Ho avuto modo di entrare in un’azienda che, essendo stata mia cliente, già conoscevo. Avevo quindi avuto modo di vedere come fosse aperta, poco gerarchica, legata a dei valori precisi e non astratti che vengono vissuti e respirati quotidianamente. Il feeling, quindi, era già molto positivo e con il tempo ho trovato una vera e propria famiglia. Col passare degli anni, inoltre, sono state portate avanti con sempre maggiore attenzione policy a favore del mondo femminile, che senza dubbio hanno aiutato anche me. L’obiettivo è quello di dare chance concrete alle donne perché arrivino a ricoprire ruoli di vertice, magari aggiungendo un tocco di “sentimento” al business, senza che questo aspetto venga vissuto come un tabù.
Il mondo scientifico e quello medico sembrano essere attualmente abbastanza favorevoli alle donne. Basti pensare alle scienziate, fisiche, ricercatrici, dottoresse italiane che sono state alla ribalta anche in periodo Covid. Ritiene che questo sia un trend consolidato e definitivo e che le donne possano trovare proprio nei settori scientifici una maggiore “apertura”?

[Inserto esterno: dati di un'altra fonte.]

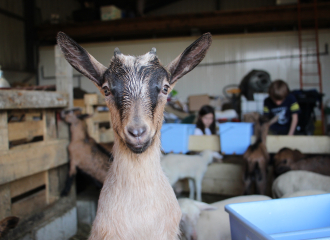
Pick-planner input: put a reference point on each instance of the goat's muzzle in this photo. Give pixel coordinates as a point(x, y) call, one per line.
point(137, 138)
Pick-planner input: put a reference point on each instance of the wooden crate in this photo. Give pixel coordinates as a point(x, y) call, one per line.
point(33, 150)
point(92, 104)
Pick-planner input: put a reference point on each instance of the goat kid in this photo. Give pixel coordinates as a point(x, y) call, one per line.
point(256, 159)
point(136, 201)
point(287, 159)
point(193, 167)
point(201, 221)
point(6, 224)
point(84, 153)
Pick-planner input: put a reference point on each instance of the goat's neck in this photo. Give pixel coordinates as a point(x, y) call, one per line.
point(142, 166)
point(78, 132)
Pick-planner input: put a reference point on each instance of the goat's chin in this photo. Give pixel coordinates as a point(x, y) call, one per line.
point(138, 148)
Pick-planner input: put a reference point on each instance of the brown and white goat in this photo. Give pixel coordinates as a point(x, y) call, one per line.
point(287, 159)
point(84, 153)
point(6, 224)
point(136, 201)
point(256, 158)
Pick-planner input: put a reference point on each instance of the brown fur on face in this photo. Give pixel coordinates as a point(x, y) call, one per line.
point(6, 224)
point(136, 201)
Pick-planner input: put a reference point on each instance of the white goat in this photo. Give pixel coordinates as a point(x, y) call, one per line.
point(136, 201)
point(198, 224)
point(294, 181)
point(193, 167)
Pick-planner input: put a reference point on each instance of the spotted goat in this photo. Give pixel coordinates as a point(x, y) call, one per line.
point(136, 201)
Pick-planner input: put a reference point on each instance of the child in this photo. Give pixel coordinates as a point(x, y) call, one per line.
point(206, 121)
point(280, 102)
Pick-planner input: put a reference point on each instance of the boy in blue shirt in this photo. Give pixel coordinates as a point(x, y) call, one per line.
point(280, 102)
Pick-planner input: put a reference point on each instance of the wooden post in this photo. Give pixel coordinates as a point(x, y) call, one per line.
point(4, 145)
point(64, 77)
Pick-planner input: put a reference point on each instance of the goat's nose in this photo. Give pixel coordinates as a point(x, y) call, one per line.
point(136, 131)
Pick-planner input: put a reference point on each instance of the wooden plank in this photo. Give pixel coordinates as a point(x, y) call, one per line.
point(200, 143)
point(4, 142)
point(281, 17)
point(22, 99)
point(64, 76)
point(49, 125)
point(56, 182)
point(29, 205)
point(26, 184)
point(33, 158)
point(27, 129)
point(5, 201)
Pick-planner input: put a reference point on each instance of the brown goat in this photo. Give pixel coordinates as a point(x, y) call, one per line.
point(287, 159)
point(256, 158)
point(84, 153)
point(6, 224)
point(136, 201)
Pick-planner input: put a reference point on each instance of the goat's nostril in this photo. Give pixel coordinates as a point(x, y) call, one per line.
point(137, 132)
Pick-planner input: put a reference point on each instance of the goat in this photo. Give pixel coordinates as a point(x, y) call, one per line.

Penso proprio di sì, e credo che sia una tendenza che si sta consolidando sempre più. Il settore è aperto, capace e voglioso di accogliere tutti, in un’ottica di totale parità: uno sforzo che vedo fare da Boston Scientific, ma anche da tante aziende come la nostra. Per dire, noi misuriamo ogni mese la percentuale di donne manager sull’organico complessivo, abbiamo focus costanti per aiutare le donne a crescere in ambito lavorativo. Una scelta precisa di Boston Scientific, ma che ormai vedo estendersi a tutto il settore.
In che modo Boston Scientific è appealing per il pubblico giovane, in particolare per le donne giovani ?

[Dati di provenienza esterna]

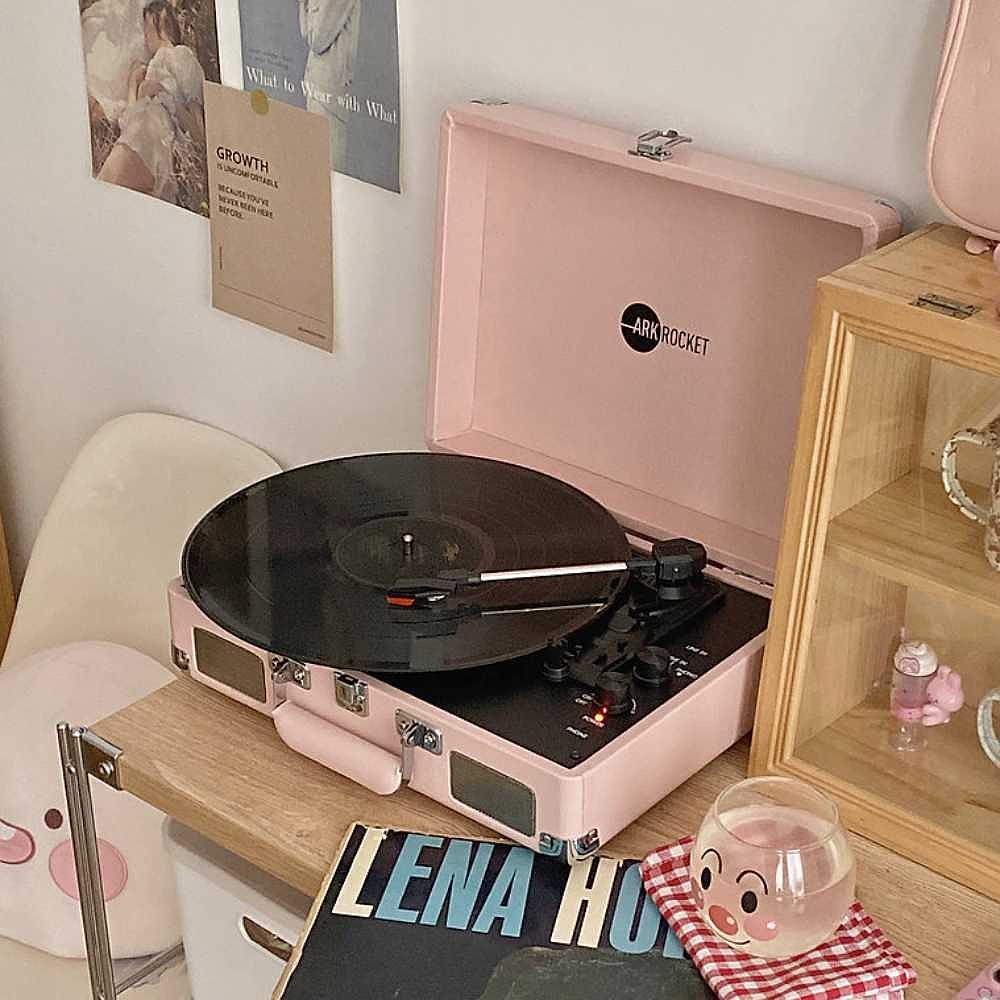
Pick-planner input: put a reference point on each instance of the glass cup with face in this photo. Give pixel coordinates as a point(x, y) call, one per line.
point(772, 872)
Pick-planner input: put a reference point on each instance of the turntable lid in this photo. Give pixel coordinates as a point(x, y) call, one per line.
point(634, 327)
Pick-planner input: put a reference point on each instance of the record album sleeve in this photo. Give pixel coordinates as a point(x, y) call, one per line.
point(412, 916)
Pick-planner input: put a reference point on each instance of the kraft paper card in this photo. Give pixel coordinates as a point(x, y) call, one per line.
point(271, 211)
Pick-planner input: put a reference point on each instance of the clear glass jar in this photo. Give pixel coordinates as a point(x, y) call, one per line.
point(772, 872)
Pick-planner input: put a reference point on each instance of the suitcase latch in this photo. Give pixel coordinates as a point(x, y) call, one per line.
point(288, 671)
point(659, 145)
point(351, 693)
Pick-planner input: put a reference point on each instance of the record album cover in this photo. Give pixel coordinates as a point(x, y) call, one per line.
point(411, 916)
point(338, 58)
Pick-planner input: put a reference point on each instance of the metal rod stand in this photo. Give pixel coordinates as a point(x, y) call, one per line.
point(84, 754)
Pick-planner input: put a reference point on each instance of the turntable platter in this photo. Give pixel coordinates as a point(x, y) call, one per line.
point(299, 564)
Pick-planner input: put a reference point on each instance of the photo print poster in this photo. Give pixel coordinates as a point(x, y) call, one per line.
point(339, 58)
point(146, 62)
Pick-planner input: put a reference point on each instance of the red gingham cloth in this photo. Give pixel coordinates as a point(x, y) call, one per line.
point(858, 961)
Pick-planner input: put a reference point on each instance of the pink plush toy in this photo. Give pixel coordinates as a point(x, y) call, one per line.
point(80, 683)
point(944, 697)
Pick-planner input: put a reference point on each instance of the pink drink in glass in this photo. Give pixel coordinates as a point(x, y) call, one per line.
point(772, 872)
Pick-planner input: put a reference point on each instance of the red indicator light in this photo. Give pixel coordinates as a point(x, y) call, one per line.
point(400, 602)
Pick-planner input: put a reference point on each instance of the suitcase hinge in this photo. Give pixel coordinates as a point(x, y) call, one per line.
point(658, 145)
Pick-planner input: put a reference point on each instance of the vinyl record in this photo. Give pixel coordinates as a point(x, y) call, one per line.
point(299, 564)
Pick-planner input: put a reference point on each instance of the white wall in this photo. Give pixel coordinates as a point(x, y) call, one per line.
point(104, 294)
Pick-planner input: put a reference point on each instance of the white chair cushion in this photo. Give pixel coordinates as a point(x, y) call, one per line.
point(112, 538)
point(80, 683)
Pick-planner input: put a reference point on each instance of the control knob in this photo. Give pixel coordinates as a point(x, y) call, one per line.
point(613, 694)
point(653, 667)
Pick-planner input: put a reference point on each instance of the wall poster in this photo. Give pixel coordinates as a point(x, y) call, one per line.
point(272, 216)
point(146, 62)
point(339, 58)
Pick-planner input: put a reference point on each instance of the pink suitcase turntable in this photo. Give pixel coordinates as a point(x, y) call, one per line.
point(515, 624)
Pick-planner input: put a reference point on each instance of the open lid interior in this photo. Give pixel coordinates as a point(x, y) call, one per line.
point(680, 413)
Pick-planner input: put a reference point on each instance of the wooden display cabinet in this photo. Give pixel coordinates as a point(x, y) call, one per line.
point(6, 593)
point(872, 545)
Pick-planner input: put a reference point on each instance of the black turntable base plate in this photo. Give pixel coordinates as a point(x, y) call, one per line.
point(299, 564)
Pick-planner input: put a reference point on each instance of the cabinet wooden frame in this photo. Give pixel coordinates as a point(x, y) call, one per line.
point(862, 311)
point(6, 593)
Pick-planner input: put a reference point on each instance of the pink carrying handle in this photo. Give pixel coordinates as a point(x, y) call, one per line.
point(338, 750)
point(987, 438)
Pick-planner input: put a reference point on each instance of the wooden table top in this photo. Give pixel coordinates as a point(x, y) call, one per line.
point(222, 770)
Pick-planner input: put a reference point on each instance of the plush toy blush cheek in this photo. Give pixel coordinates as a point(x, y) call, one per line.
point(114, 870)
point(761, 928)
point(16, 845)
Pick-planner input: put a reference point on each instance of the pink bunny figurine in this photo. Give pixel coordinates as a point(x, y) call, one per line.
point(944, 696)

Credo che sia un’azienda attrattiva sotto molti aspetti e in senso generale, non solo per le donne. E questo perché la bellezza del nostro settore sta nel fatto che ogni giorno ti impegni a salvare vite umane. In una azienda biomedicale sei a contatto con questo messaggio, vivi quotidianamente le storie dei pazienti e questo fa sì che ognuno partecipi in maniera attiva per raggiungere questo risultato: è una sensazione impagabile, che dà grande soddisfazione e uno scopo alla quotidianità. Se invece si vuole restringere la lente al contesto femminile, Boston Scientific è un’azienda consapevole dell’importanza della diversità di genere, capace di garantire a tutti le stesse opportunità. Inoltre, credo che sia anche una realtà che riesce a dare molto a chi ha voglia di viaggiare, grazie alle centinaia di uffici sparsi in tutto il mondo, di fare esperienza e di mettersi in gioco.

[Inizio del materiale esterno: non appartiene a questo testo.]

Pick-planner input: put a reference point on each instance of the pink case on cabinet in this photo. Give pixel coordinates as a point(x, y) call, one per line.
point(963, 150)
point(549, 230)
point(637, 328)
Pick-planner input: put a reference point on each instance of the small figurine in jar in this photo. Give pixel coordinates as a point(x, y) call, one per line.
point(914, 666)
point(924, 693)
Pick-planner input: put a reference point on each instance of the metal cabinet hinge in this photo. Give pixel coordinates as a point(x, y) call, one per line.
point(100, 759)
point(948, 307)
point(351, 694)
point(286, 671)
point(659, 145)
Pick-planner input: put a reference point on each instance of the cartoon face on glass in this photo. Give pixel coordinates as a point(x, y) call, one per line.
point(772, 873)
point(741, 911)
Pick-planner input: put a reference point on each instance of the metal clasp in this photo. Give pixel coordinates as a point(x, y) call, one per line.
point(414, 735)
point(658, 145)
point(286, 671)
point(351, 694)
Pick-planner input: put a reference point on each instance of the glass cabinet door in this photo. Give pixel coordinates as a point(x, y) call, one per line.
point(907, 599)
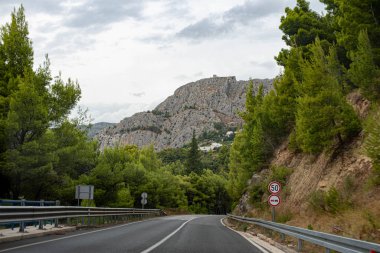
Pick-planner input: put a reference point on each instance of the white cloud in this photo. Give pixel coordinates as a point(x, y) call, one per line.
point(130, 55)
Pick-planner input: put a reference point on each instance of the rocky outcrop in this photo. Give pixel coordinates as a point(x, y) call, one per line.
point(196, 106)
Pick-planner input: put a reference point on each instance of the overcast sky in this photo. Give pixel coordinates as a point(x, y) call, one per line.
point(129, 55)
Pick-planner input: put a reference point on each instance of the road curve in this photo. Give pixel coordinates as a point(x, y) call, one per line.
point(188, 233)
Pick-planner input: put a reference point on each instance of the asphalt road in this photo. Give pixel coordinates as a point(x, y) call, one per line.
point(188, 233)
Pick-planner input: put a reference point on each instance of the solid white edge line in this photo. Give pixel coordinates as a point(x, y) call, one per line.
point(264, 250)
point(166, 238)
point(71, 236)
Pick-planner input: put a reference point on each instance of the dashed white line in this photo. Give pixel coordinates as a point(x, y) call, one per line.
point(70, 236)
point(166, 238)
point(253, 243)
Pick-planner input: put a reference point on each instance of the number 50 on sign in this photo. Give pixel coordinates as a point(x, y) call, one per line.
point(274, 187)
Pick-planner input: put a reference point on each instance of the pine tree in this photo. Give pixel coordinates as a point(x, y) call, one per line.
point(193, 163)
point(323, 115)
point(363, 71)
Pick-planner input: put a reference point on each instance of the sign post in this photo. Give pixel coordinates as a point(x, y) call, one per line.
point(84, 192)
point(144, 200)
point(274, 200)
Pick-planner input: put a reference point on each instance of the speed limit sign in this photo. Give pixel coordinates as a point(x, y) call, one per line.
point(274, 200)
point(274, 187)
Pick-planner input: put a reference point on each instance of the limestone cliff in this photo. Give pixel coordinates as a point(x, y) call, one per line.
point(195, 106)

La parola “femminista” è ancora attuale oppure è una parola ormai superata? È una parola che sente sua? Oppure la infastidisce?
Ho riflettuto molto su questa domanda e una risposta chiara non ce l’ho. Credo che dipenda molto da come questa parola viene usata: mi sono accorta che qualche volta può rivelarsi un boomerang per le stesse donne. Forse, nella strada verso la parità, bisognerebbe evitare di mettere etichette a chiunque, e in particolare alle donne, così da evitare di semplificare concetti complessi e profondi, come per esempio è il femminismo. Non si può, per esempio, banalizzare dicendo che le donne che pretendono i loro giusti diritti sono femministe: sono richieste assolutamente normali, che dovrebbero ormai essere date per assodate. Allo stesso tempo, il femminismo dovrebbe essere ancora oggi una fonte di ispirazione per continuare le tante battaglie che interessano l’universo femminile.